Badische Zeitung, 24.8.2000

Türkisches Militär gibt nach

Sezer verteidigt Rechtsstaat mit Erfolg

ISTANBUL. Die Absicht der türkischen Regierung, per Dekret so genannte islamische Fundamentalisten oder vermeintliche Seperatisten aus dem Staatsdienst entfernen zu lassen, ist am Widerstand von Staatspräsident Ahmet Necdet Sezer gescheitert. Auch der Nationale Sicherheitsrat, über den das Militär seine Wünsche an die Exekutive weitergibt, vermochte den Präsidenten gestern nicht zu überzeugen.

In dem Konflikt zwischen Regierungschef Bülent Ecevit und Präsident Sezer, der seit Wochen schwelte, setzte sich letztlich der Präsident mit seiner Auffassung durch, eine solche Maßnahme könne nicht per Dekret ergriffen werden. Nur das Parlament könne ein entsprechendes Gesetz ausarbeiten. Nachdem Sezer Anfang der Woche ein zweites Mal förmlich seine Unterschrift unter das Dekret verweigert hatte, kündigte die Regierung nach einem Treffen der drei Vorsitzenden der an der Koalition beteiligten Parteien an, nach der Sommerpause eine entsprechende Vorlage ins Parlament einzubringen.

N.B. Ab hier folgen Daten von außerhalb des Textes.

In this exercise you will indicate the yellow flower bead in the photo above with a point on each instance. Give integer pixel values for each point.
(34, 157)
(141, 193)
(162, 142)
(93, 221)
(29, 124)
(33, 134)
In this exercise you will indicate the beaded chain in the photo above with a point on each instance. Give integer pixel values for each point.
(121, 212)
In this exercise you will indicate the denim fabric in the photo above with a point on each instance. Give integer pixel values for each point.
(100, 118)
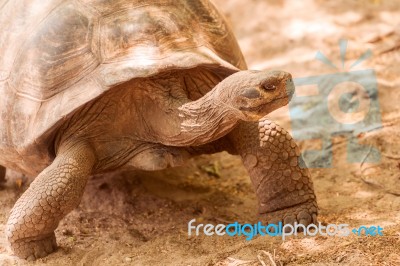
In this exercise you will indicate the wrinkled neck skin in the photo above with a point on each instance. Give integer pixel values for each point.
(156, 111)
(204, 120)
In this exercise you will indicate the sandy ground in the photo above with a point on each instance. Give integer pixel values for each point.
(140, 218)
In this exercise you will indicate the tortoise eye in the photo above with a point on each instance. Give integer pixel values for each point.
(269, 87)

In einer Sitzung des Nationalen Sicherheitsrats versuchte das Militär noch einmal, Sezer davon zu überzeugen, dem Dekret zuzustimmen. Sezer ließ sich aber nur dazu erweichen, einem Kommunikee des Sicherheitsrats zuzustimmen. Darin wird bekräftigt, dass der Staat alle Mittel ergreifen werde, um den Staatsapparat vor einer extremistischen Unterwanderung zu schützen, aber eben nicht per Dekret. Damit ist eine bislang beispiellose Konfrontation zwischen den beiden obersten Verfassungsorganen durch einen Rückzug der Regierung beigelegt worden.

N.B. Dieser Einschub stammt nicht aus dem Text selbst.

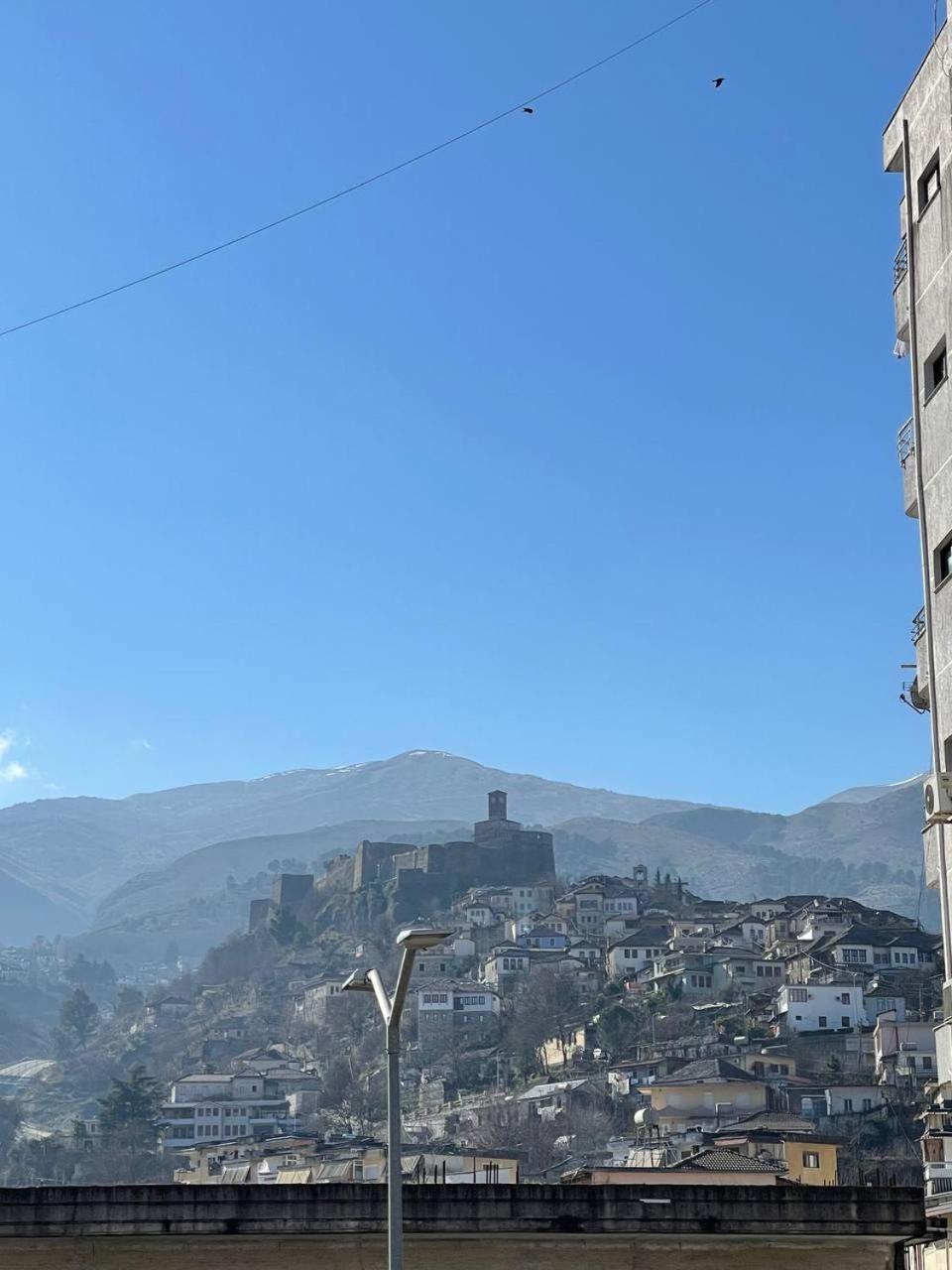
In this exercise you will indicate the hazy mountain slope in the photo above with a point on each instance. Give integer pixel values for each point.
(867, 793)
(98, 843)
(24, 912)
(203, 871)
(870, 849)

Präsident Sezer hatte von Beginn der Auseinandersetzung an klar gemacht, dass er nicht dagegen sei, Extremisten aus dem öffentlichen Dienst zu entlassen, allerdings dürfe dies nur auf einer gesetzlichen Grundlage und nicht per Regierungsdekret geschehen. Die Militärs, die die Regierung dazu gedrängt hatten, das Dekret zu erlassen, haben zwar zu verstehen gegeben, dass sie darauf bestehen werden, den laizistischen Staat gegen eine islamistische Unterwanderung zu schützen. Offenbar sind sie aber bereit zu akzeptieren, dass dies künftig nach rechtsstaatlichen Grundsätzen und nicht mehr auf dem Weg administrativer Säuberungen geschieht.

In der türkischen Öffentlichkeit hat die Position des Präsidenten in den vergangenen Tagen mehr und mehr Unterstützung erfahren. Positiv wurde seine Äußerung bewertet, er sei nicht gewillt, als ehemaliger Verfassungsrichter nun selbst gegen die Verfassung zu verstoßen. "Ich bin nicht der Notar der Regierung, der lediglich alles abzeichnet, sondern ein Teil der Exekutive", sagte er nach seiner zweiten Weigerung, den Wünschen Ecevits zu entsprechen. "Als Jurist bin ich nicht gewillt, gesetzwidrige Dekrete zu unterzeichen."

Für die Türkei ist der Ausgang dieser Affäre ein Novum, weil vor allem das Militär bislang gewohnt war, dass die Regierungen den Wünschen des Generalstabs widerspruchslos folgen. Durch sein Beispiel schafft Präsident Sezer nun Freiräume, die auch unteren Chargen die Möglichkeit geben, darauf zu bestehen, dass der Staat nach Recht und Gesetz handeln muss.

Doch der Präsident hat nicht nur innenpolitisch ein wichtiges Signal gegeben, auch die EU in Brüssel dürfte die Auseinandersetzung zwischen Präsident und Regierungschef aufmerksam verfolgt haben. Die Stärkung des Rechtsstaates ist schließlich eine der Hauptforderungen der Europäischen Union an die Türkei.